Ply twisting of M was performed. At this time, the tension at which the thermoadhesive filaments were fed into the twisting guide was 20 g.The tension at which the aromatic polyamide fibers were twisted was 60 g.

Next, the obtained twisted yarn was immersed in the mixture of light stabilizer and resin shown below and pulled out at 10 m/min, with a nip pressure of 2 kg/min.
Squeezed with cnf mangle and then heated to 100℃
A drying process for a treatment time of 45 seconds and a fixing treatment for a treatment time of 45 seconds at a temperature of 180° C. were performed successively. At this time, the adhesion amount of the light stabilizer and resin was 1.8 wt % in terms of pure concentration.
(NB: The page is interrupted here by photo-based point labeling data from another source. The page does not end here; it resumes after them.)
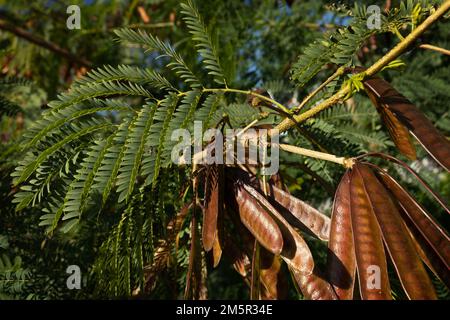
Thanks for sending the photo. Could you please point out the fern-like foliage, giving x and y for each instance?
(110, 134)
(339, 47)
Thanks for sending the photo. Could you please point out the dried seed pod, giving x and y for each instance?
(273, 279)
(213, 205)
(300, 214)
(257, 220)
(314, 286)
(416, 214)
(341, 261)
(394, 106)
(410, 269)
(369, 251)
(295, 250)
(397, 131)
(426, 251)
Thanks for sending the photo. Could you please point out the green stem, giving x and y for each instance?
(249, 92)
(340, 71)
(345, 91)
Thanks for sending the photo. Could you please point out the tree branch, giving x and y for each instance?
(340, 96)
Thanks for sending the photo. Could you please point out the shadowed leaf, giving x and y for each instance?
(341, 255)
(369, 251)
(410, 269)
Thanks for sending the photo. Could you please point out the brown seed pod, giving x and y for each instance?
(213, 205)
(257, 220)
(341, 261)
(314, 286)
(426, 251)
(410, 269)
(394, 106)
(424, 222)
(369, 251)
(300, 214)
(295, 250)
(273, 279)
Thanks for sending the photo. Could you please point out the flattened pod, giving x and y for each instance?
(313, 286)
(369, 252)
(258, 221)
(426, 251)
(424, 222)
(273, 279)
(410, 269)
(341, 261)
(212, 207)
(295, 250)
(310, 218)
(408, 114)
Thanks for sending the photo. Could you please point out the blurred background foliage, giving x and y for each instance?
(260, 40)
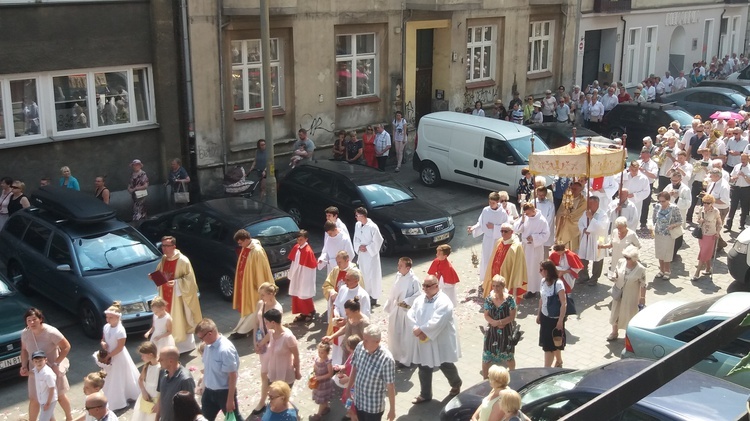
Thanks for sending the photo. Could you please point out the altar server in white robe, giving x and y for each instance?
(434, 328)
(367, 242)
(593, 226)
(488, 225)
(533, 230)
(335, 241)
(405, 290)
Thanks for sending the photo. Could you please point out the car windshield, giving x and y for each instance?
(523, 146)
(113, 250)
(551, 385)
(274, 231)
(688, 310)
(387, 193)
(681, 116)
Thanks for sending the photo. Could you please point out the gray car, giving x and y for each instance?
(81, 264)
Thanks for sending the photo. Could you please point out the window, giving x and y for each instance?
(247, 75)
(75, 101)
(480, 53)
(356, 66)
(649, 52)
(633, 47)
(540, 46)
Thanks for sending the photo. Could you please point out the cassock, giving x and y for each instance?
(331, 247)
(406, 289)
(368, 235)
(568, 260)
(509, 261)
(495, 217)
(567, 223)
(184, 306)
(252, 270)
(537, 228)
(434, 317)
(302, 279)
(596, 227)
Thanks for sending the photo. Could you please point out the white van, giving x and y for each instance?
(478, 151)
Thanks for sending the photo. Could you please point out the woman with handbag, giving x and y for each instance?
(500, 314)
(628, 292)
(551, 319)
(667, 228)
(707, 232)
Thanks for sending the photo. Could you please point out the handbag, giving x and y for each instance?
(181, 195)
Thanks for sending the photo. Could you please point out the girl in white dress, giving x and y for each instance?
(161, 327)
(122, 383)
(148, 381)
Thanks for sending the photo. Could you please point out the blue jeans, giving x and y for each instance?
(214, 401)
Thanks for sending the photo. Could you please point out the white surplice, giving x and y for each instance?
(597, 232)
(495, 217)
(537, 228)
(406, 289)
(435, 319)
(368, 235)
(331, 247)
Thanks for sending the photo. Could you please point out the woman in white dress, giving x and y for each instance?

・Formulation of a mixture of light stabilizer and resin Sumilizer A-800, 7 parts (benzophenone light stabilizer manufactured by Sumima Kagaku Kogyo ■) Sampyuba-32250, 7 parts (benzotrisol type light stabilizer manufactured by Sand ■) Sumisofu TTMO610,7 15 parts (Aromatic amine light stabilizer manufactured by Sumima Kagaku Kogyo) Igelax 34040 (Urethane resin)
Hodogaya Chemical @J) dilution water
83.6 parts Comparative Example 1 For comparison with the present invention, the heat-adhesive filament used in Example 1 was not used, and a normal snail guide was used instead of the twisting guide 4 to twist the yarn. A comparative sewing thread was obtained under exactly the same conditions as in Example 1, except that immersion in the mixed solution of the agent and resin, drying, and fixing treatment were not performed.

The performance of the sewing thread of the present invention and the comparative thread was measured, and the results are shown in Table 1.
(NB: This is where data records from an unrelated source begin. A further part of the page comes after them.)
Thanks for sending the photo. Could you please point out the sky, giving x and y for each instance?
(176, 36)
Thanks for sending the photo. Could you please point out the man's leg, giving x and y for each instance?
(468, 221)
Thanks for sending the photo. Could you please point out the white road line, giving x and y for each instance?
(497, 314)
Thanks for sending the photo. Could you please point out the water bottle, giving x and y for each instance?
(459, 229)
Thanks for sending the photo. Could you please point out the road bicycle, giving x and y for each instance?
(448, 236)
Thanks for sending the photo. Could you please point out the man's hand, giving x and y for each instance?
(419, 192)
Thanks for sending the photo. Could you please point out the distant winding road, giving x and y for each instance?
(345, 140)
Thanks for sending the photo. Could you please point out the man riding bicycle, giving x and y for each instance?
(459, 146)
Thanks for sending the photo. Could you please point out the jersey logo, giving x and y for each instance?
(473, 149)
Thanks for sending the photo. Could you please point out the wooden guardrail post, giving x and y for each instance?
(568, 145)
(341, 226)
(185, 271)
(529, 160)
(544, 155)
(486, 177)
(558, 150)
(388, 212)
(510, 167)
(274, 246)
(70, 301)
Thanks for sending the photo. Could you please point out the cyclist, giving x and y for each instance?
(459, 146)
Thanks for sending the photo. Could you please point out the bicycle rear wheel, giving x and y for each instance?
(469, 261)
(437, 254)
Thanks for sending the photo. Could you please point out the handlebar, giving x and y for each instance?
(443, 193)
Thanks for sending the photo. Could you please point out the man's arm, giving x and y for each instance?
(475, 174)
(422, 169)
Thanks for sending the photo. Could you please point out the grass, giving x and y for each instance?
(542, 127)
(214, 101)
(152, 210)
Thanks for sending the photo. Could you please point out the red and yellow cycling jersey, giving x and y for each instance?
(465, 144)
As is clear from Table 1, the sewing thread of Example 1 is superior to the sewing thread of Comparative Example 1 in all of sewing thread strength, adhesive strength, and thread breakage tension, and is also superior in strength retention after fade meter irradiation. .

(Effects of the Invention) In the sewing thread of the present invention, the twisted aromatic polyamide fiber threads are mutually connected near the center of the thread by heat-adhesive filament threads, so that movement of the twist, so-called torque, cannot be reproduced. Moreover, since the fiber threads are bonded to each other, this helps prevent fuzzing and maintains strength during sewing. Therefore, the sewing thread of the present invention does not cause a decrease in stitchability even when sewn at high speed and under high tension. It is possible to achieve excellent effects that have never been seen before.

In addition, since the sewing thread of the present invention has an aromatic polyamide fiber thread coated with a resin containing a light-resistant agent, the sewing thread has less strength loss even under light and can provide more reliable sewn products.

[Brief explanation of the drawing]

FIG. 1 is a schematic diagram illustrating a final twisting machine for producing the sewing thread of the present invention, FIG. 2 is an enlarged view of the twisting guide used in the ply twisting process, and FIG. 3 is an enlarged view of the sewing thread of the present invention. FIG. 1 Aromatic L-lyamide fiber yarn after first twisting 2
Heat adhesive filament yarn 3 Nip roller 4 Twisting guides 4a, 4b - slit holes 5 Traveler 6 Winding bobbin 7 Light stabilizer and resin layer

Claims (1)

[Claims] (1) A sewing thread made by twisting a plurality of high-strength, low-elongation aromatic polyamide fiber threads, in which the aromatic polyamide fiber threads are bonded together by thermal melting of heat-adhesive filament threads near the center of the thread. A light-resistant, heat-resistant, high-strength sewing thread characterized in that the threads are bonded to each other and the surface of the thread is coated with a resin containing a light-resistant agent.